Bir ara, ağaçlarca ‘kongu’ kuşlara dalıverirdi. ‘Ne düşünüyorsun?’ dedim. ‘Ortaokulda Sisler Bulvarı’nı okurken ağladım.’ dedi. Belleğindeki izlek, parça parçaydı. Sorularımı yanıtlamaktan çok, bu soruların onun zihninde neleri canlandırdığını dile getirmek istiyordu. Devam etti: ‘Kanlı Pazar şiiriyle yargılandım; Demir Özlü avukatımdı. Yaşadığım gerçeği yazdım (…). İnce Memed çok etkiledi beni (…). Masal Kızı’nı şimdi hatırlamıyorum (…). Kanlı Pazar’dan sonra Yaralı Devrim’i yazdım: Duyar mısınız?
Hangi koğuştan bir ölü seslense
Uhrevi bir yalnızlık çöker üstümüze
Yaşam kadar eski bir hücrede…’
Soldaki parçalanmışlıklar, çok üzmüştü onu. Arkadaşlarının onu yalnız bıraktıklarından; bir ara, özüne kıymak istediğinden söz etti. Belediye’de ‘işçi’ kadrosundaydı. İşçilerin mutluluğunu her şeyden çok istiyordu; ama işçinin de ‘ihanet’ine uğradığını, ‘elit’ tabakanın onu zaten dışladığını anlattı. Mimarlık mesleğine yabancılaşmıştı…
(…)
(…) Tedirgin, yalnız, beş parasız çok günler geçirdi. (…)
Her şeyin temelinde ekonomiyi gören Marx’ın yanında, şimdi Freud’a hak veriyordu.
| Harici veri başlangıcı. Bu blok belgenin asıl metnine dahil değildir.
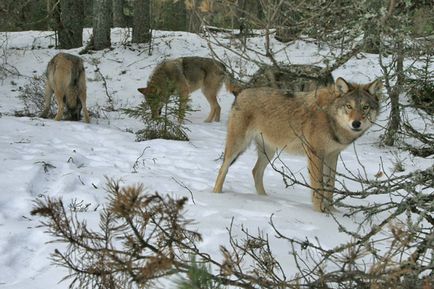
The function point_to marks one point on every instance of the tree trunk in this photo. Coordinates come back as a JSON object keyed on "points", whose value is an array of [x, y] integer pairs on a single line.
{"points": [[178, 16], [194, 18], [119, 19], [394, 123], [102, 21], [70, 24], [141, 22]]}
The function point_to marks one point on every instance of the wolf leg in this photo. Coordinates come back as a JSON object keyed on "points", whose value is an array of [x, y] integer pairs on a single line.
{"points": [[211, 87], [236, 142], [214, 114], [265, 153], [47, 100], [315, 167], [330, 163]]}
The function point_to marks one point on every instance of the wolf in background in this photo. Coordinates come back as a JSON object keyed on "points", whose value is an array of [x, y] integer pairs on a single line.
{"points": [[182, 76], [66, 78], [319, 124]]}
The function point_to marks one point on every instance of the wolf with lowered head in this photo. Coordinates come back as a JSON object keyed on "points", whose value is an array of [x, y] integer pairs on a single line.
{"points": [[66, 78], [182, 76], [319, 124]]}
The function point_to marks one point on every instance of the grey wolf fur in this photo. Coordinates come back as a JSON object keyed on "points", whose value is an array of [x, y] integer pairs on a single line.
{"points": [[319, 124], [183, 76], [66, 78], [293, 77]]}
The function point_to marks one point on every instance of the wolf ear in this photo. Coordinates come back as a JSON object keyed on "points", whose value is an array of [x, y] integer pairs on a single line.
{"points": [[375, 88], [342, 86]]}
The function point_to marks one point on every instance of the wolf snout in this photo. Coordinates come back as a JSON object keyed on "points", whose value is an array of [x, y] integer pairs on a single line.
{"points": [[356, 124]]}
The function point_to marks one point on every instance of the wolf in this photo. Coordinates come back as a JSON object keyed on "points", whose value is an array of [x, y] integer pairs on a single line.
{"points": [[292, 77], [319, 124], [182, 76], [66, 78]]}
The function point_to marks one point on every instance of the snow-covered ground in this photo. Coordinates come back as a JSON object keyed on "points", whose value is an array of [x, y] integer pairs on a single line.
{"points": [[81, 156]]}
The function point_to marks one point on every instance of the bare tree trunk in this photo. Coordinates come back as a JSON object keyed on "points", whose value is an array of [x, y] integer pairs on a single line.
{"points": [[141, 22], [69, 23], [194, 21], [393, 125], [102, 21], [118, 14]]}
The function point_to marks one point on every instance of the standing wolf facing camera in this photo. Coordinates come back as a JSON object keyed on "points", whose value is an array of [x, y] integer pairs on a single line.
{"points": [[66, 78], [319, 124], [183, 76]]}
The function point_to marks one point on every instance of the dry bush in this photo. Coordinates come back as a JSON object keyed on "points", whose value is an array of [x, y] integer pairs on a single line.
{"points": [[144, 237]]}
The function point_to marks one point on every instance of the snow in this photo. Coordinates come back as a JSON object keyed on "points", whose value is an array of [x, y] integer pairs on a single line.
{"points": [[42, 157]]}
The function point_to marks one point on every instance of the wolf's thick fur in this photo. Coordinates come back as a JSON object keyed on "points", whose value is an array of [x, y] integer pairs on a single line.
{"points": [[319, 124], [291, 77], [183, 76], [67, 80]]}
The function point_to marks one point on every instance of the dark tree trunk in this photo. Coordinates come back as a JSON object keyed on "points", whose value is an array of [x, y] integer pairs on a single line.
{"points": [[141, 22], [178, 16], [119, 19], [393, 125], [102, 20], [194, 18], [70, 23]]}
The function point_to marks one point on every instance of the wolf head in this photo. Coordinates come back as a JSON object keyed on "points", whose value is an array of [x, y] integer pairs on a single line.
{"points": [[356, 106]]}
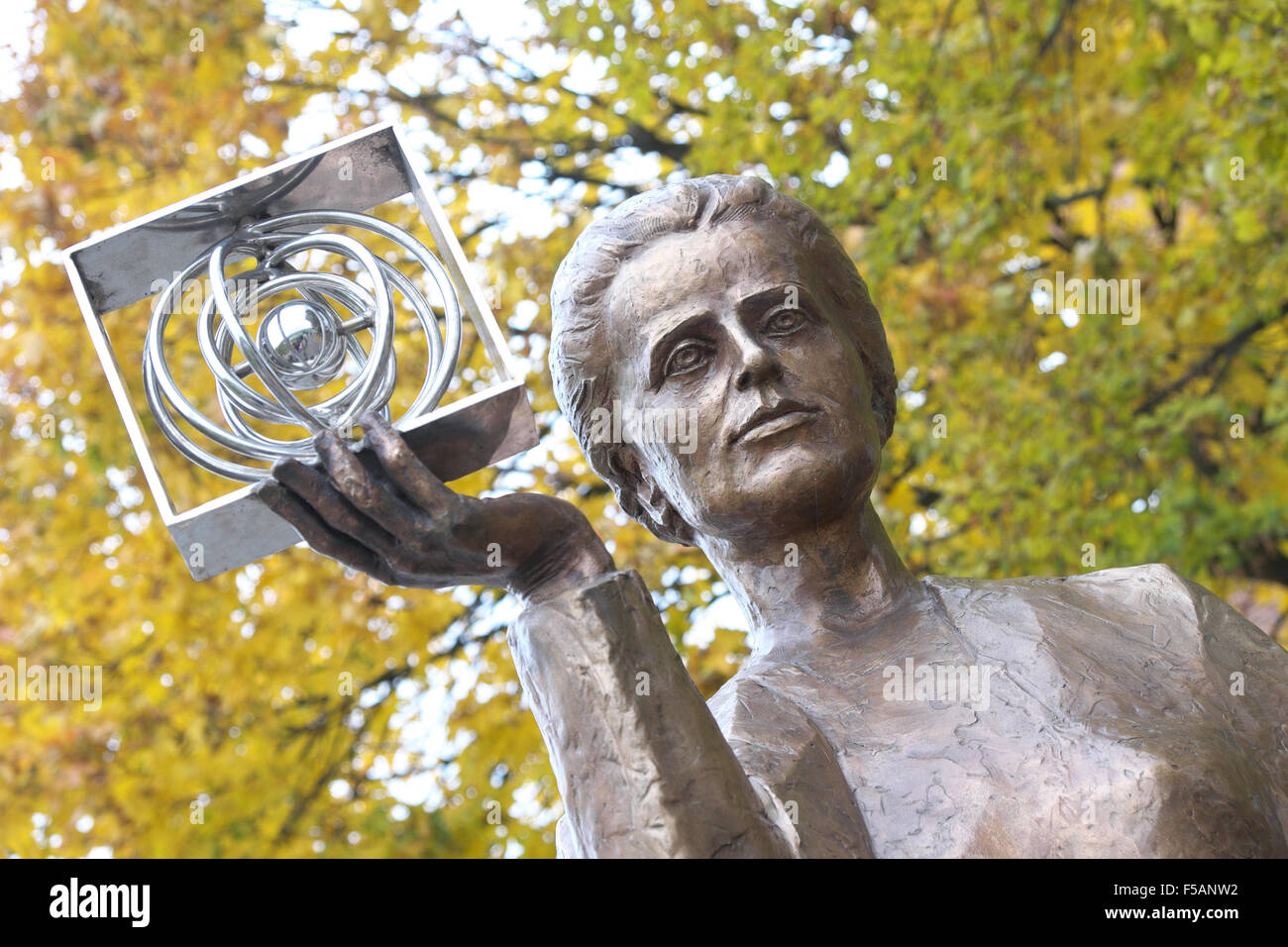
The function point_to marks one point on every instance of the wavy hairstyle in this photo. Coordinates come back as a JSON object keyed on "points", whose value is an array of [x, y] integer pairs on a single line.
{"points": [[578, 299]]}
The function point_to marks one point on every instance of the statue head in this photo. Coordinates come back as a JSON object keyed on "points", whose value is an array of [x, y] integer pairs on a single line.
{"points": [[726, 311]]}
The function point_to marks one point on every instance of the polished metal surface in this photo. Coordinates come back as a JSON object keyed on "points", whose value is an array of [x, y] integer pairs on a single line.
{"points": [[300, 344], [146, 257]]}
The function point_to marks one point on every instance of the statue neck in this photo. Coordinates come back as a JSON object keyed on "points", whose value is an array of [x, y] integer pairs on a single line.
{"points": [[837, 577]]}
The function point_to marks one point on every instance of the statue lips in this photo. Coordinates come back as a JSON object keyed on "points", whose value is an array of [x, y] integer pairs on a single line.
{"points": [[772, 419]]}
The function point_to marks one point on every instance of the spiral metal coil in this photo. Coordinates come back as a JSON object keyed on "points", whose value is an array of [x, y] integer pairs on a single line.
{"points": [[300, 344]]}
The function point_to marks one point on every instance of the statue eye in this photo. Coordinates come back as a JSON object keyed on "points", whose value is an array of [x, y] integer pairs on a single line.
{"points": [[785, 321], [686, 357]]}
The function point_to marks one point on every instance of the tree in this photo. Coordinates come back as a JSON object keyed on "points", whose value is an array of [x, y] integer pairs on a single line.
{"points": [[964, 153]]}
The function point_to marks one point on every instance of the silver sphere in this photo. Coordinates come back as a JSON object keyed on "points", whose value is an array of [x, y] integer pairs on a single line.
{"points": [[301, 339]]}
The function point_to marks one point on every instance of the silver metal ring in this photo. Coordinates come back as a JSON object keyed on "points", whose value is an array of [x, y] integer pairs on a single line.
{"points": [[300, 344]]}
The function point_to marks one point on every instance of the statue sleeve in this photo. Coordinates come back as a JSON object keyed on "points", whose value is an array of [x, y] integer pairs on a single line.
{"points": [[640, 762]]}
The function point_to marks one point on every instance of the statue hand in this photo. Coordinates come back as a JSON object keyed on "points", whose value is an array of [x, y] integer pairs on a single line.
{"points": [[385, 513]]}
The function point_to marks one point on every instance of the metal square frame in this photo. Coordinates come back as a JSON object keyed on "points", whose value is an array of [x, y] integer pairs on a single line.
{"points": [[123, 266]]}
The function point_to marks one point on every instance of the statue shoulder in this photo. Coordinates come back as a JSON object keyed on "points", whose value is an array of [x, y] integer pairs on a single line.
{"points": [[793, 766], [1120, 621]]}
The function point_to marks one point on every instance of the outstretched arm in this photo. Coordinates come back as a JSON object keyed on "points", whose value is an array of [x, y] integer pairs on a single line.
{"points": [[640, 762], [642, 766]]}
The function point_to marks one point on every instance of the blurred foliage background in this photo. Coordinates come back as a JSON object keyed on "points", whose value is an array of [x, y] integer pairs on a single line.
{"points": [[961, 150]]}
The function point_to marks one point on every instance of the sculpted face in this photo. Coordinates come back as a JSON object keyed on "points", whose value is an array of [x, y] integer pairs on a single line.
{"points": [[734, 329]]}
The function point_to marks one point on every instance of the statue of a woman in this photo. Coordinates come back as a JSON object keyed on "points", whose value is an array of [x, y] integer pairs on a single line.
{"points": [[1120, 712]]}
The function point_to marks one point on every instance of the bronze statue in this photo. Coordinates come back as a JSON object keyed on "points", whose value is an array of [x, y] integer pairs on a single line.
{"points": [[1120, 712]]}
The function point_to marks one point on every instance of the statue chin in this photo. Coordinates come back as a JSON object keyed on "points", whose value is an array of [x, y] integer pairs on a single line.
{"points": [[797, 487]]}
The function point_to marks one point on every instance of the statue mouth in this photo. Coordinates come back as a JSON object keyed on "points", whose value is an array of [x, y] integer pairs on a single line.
{"points": [[767, 421]]}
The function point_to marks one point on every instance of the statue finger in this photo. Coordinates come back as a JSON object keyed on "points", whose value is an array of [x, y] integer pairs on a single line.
{"points": [[372, 497], [330, 504], [320, 536], [403, 468]]}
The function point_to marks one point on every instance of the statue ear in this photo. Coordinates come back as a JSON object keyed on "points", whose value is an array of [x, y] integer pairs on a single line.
{"points": [[643, 500]]}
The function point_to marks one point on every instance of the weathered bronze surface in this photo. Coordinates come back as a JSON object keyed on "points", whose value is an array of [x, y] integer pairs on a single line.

Dost arıyordu; iyi insanla iyi olduğunu; ama her zaman’bir şeyler’in eksik olduğunu, cinsel krizler yaşadığını, tüm kitaplarını yaktığını, bazılarını polisin götürdüğünü belirtiyordu.
(…)
-Dostluklarla ısınıyor, sonra yine üşüyorum…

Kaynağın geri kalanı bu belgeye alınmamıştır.